Bildung is a Wanka

Gerader Rücken
20.02.2013

Uiii, wo haben sie denn die ausgegraben? Gut, und mit Recht gut, hat sie sich bislang versteckt gehalten.

Ich bin mir noch nicht ganz sicher, ob Frau Wanka schon mal was von der Bildungshoheit der Länder gehört hat. Sollte sie doch, sollte sie auch wissen, dass sie als Bundesministerin da gar nichts mitzureden hat.

Aber das ist nicht das Thema. Zerpflückt soll sie werden und das anhand ihrer eloquenten Art Plattitüden ungebremst in die Freiheit zu entlassen.

Positionieren möcht sie sich offenbar als die eiserne Lady der Studiengebühren.

"83 Prozent unserer Studierenden (in Niedersachsen) schließen ihr Studium erfolgreich ab" posaunt sie in die Welt. Damit mag sie recht haben. Was sie dabei nicht erwähnt: In Berlin mögen es glatt 83,7 Prozent sein. Und dort gibt es keine Studiengebühren.

Dazu ein Stimmungsbild aus Bayern: Ganz einfach, für Bayern gibt es keine Zahlen. Gerade einmal Schätzungen und die liegen bei 20 bis 30 Prozent Studienabbrüchen. Macht nach Adam Riese also 70, im besten Fall 80 Prozent erflogreiche Absolventen. Soo toll kommt das als Argument für Studiengebühren also nicht.

Ideologisch sei der Wunsch nach gebührenfreies Studieren. So wie für die konservative Elite alles ideologisch ist, was irgendwie nach Gerechtigkeit oder Chancengleichheit aussieht.

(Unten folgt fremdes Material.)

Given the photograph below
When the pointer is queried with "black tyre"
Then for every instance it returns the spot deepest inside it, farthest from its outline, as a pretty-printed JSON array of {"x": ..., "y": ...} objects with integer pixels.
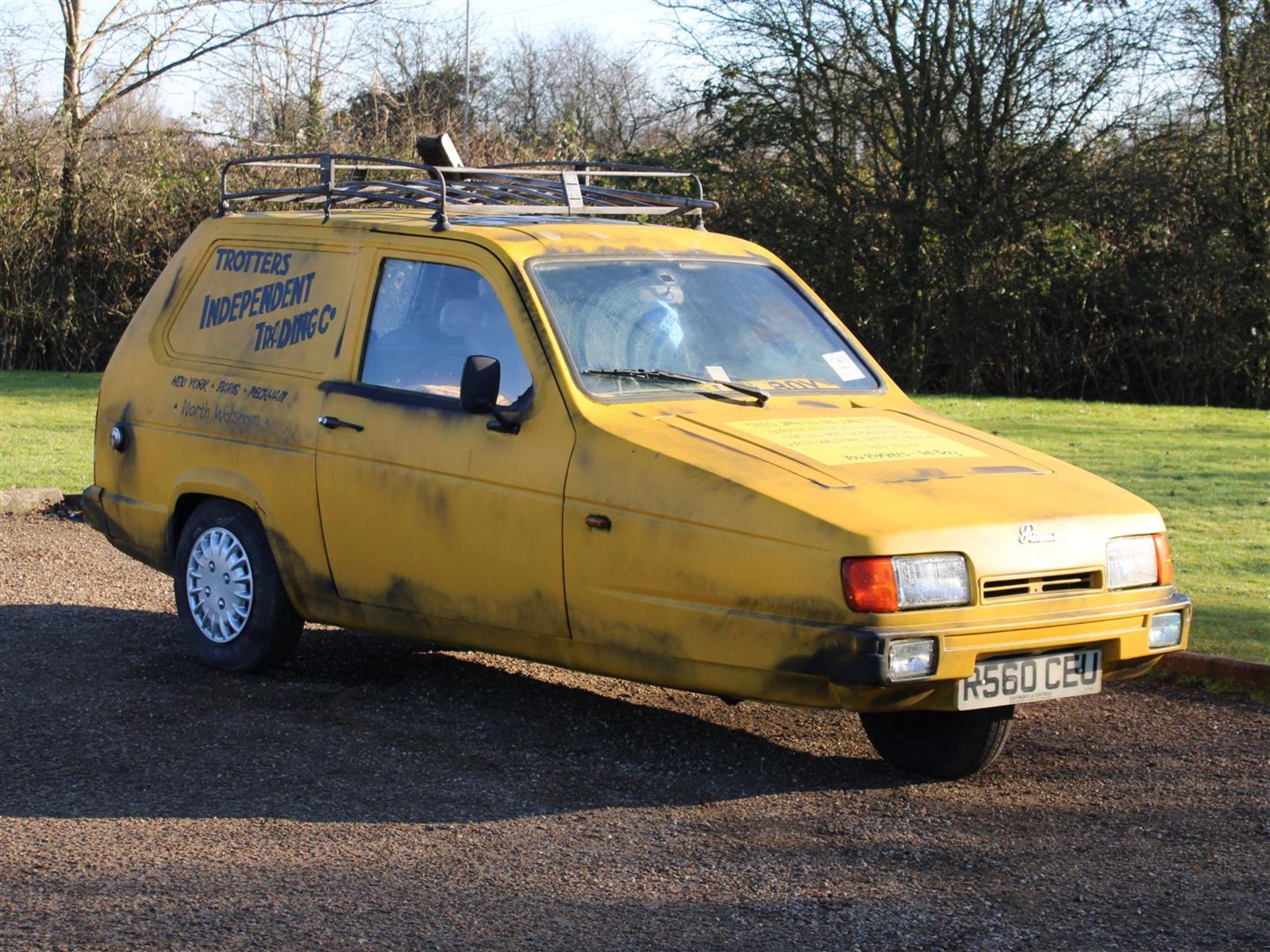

"Nicht zuletzt wegen der Notwendigkeit ausgeglichener und schuldenfreier Haushalte wird es Wiedereinführungen geben", wärend die Finanzierung von Bankenpleiten, Subventionierung von Energieverschwendern und teure Bundeswehreskapaden am Hindukusch selbsredend nicht zur Debatte steht.

"Die Hochschulen können mit den Studiengebühren Dinge zur Verbesserung der Lehre machen, die sie mit staatlichen Geldern nicht machen könnten". Wieso denn nicht? Stinkt denn staatliches Geld?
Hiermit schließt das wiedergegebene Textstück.